Windows 7 Support Ends Today But You Probably Arent Impacted By This
Today is the day that many have likely feared for years, Windows 7 is officially reaching its end of support today. What this means is that starting tomorrow, if a vulnerability is discovered, Microsoft likely won’t patch it (for free) and your device will now be exposed.
But there are a lot of caveats to this that you should know about and if you are reading this, you are likely not impacted by this servicing deadline. Why? Because you have been planning, migrating, or extending your servicing agreements, right? Right.
For any company that values their security, you already knew about this deadline and if you are waking up today to a complete surprise that this date has arrived, that’s your own fault. We have been reminding you about this deadline extensively and so has Microsoft.
And at this point, anyone who is impacted by this end of servicing has already made alternative arrangements. Microsoft has several options for extending servicing to Windows 7, some of which are ‘free’ and for those are impacted, migrating to Windows 10 is trivial compared to the Windows XP to 7 process.
More than likely, of the roughly 26% of Windows devices that are still running Windows 7, according to Net Marketshare, are either consumers who are never going to upgrade or are corporate customers who are in the process of migrating which means they will receive extended support for their environment.
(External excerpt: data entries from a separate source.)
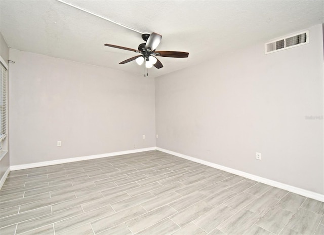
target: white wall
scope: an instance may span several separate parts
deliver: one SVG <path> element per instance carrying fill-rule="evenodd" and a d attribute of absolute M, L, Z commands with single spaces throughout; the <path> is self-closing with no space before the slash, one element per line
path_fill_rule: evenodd
<path fill-rule="evenodd" d="M 155 146 L 154 79 L 14 49 L 10 59 L 11 165 Z"/>
<path fill-rule="evenodd" d="M 322 25 L 309 33 L 308 45 L 264 55 L 260 42 L 156 78 L 156 146 L 324 194 Z"/>
<path fill-rule="evenodd" d="M 9 59 L 9 48 L 0 32 L 0 56 L 8 63 Z M 8 74 L 9 75 L 9 74 Z M 7 130 L 8 131 L 8 130 Z M 8 131 L 7 131 L 8 132 Z M 3 147 L 4 149 L 8 150 L 5 155 L 0 159 L 0 180 L 2 178 L 6 172 L 9 168 L 9 151 L 8 147 L 8 138 L 4 141 L 4 145 Z M 0 187 L 1 185 L 0 184 Z"/>

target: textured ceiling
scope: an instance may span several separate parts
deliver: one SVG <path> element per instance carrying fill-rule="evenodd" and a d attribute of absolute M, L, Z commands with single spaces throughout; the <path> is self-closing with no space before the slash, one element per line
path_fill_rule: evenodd
<path fill-rule="evenodd" d="M 152 76 L 203 63 L 224 52 L 322 23 L 324 1 L 79 1 L 73 5 L 143 32 L 163 35 L 157 50 L 189 53 L 159 57 Z M 137 54 L 141 34 L 56 0 L 0 0 L 0 31 L 9 47 L 143 74 Z"/>

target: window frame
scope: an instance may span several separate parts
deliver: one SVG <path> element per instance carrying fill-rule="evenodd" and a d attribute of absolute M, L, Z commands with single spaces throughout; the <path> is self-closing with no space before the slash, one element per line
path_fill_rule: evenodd
<path fill-rule="evenodd" d="M 0 69 L 0 72 L 2 73 L 3 68 L 5 69 L 6 70 L 6 77 L 5 79 L 5 103 L 4 105 L 5 106 L 5 115 L 6 115 L 6 122 L 5 123 L 5 131 L 3 136 L 2 137 L 0 140 L 0 160 L 2 158 L 6 155 L 6 153 L 8 152 L 8 74 L 9 74 L 9 66 L 8 64 L 6 62 L 6 61 L 4 60 L 4 59 L 0 56 L 0 67 L 1 69 Z M 0 80 L 0 82 L 2 82 L 2 80 Z M 2 88 L 3 88 L 3 86 L 2 84 Z M 3 95 L 4 93 L 1 92 L 1 93 Z M 3 97 L 0 97 L 0 99 L 3 99 Z M 0 122 L 0 125 L 1 125 Z"/>

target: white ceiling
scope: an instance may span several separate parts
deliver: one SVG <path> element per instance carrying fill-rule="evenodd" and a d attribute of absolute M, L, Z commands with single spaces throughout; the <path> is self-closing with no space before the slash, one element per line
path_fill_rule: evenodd
<path fill-rule="evenodd" d="M 256 43 L 324 22 L 324 1 L 63 0 L 143 32 L 163 35 L 158 51 L 189 53 L 159 57 L 157 76 Z M 0 0 L 0 31 L 9 47 L 143 74 L 137 49 L 141 34 L 56 0 Z M 19 61 L 18 62 L 19 62 Z"/>

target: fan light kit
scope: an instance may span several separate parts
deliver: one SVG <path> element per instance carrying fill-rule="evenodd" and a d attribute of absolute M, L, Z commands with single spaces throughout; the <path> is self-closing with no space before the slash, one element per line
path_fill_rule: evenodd
<path fill-rule="evenodd" d="M 120 46 L 113 45 L 111 44 L 105 44 L 107 47 L 113 47 L 119 49 L 132 51 L 142 55 L 130 58 L 124 61 L 122 61 L 119 64 L 126 64 L 129 62 L 135 60 L 137 64 L 142 65 L 145 62 L 145 68 L 150 68 L 153 66 L 156 68 L 163 67 L 162 63 L 157 59 L 155 56 L 162 56 L 164 57 L 173 58 L 186 58 L 189 56 L 188 52 L 171 51 L 155 51 L 155 49 L 161 42 L 162 36 L 158 33 L 152 32 L 151 34 L 148 33 L 143 33 L 142 34 L 142 38 L 146 42 L 145 43 L 142 43 L 138 46 L 138 50 L 133 49 Z M 148 73 L 146 71 L 146 75 Z M 144 72 L 144 76 L 145 72 Z"/>

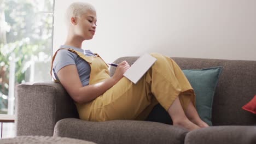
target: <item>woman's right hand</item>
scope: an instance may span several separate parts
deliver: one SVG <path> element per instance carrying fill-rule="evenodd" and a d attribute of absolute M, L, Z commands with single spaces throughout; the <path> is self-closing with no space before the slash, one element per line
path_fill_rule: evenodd
<path fill-rule="evenodd" d="M 129 64 L 125 61 L 118 64 L 112 78 L 116 81 L 119 81 L 124 76 L 124 74 L 130 68 Z"/>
So yes, Windows 7 is ending its support today for those who are blissfully unaware of what OS they are running or simply don’t care about their IT infrastructure security. And for those who are rolling the dice, you do have a bit of historical context that may give you a bit of comfort.
In prior years, Microsoft has shown that if there is an exploit with an unsupported product, like Windows XP, the company will issue patches for free. This typically happens when a state-backed entity is using a known exploit to attack governments, hospitals, or other critical infrastructure that is exposed but you should not count on this as it’s unknown when and if patches will be released for non-paying customers.
Windows 7 will likely go down as the ‘most-loved’ version of Windows and it’s the end of public support is certainly an end of a modern computing era. But is this a major concern for most users? Likely not.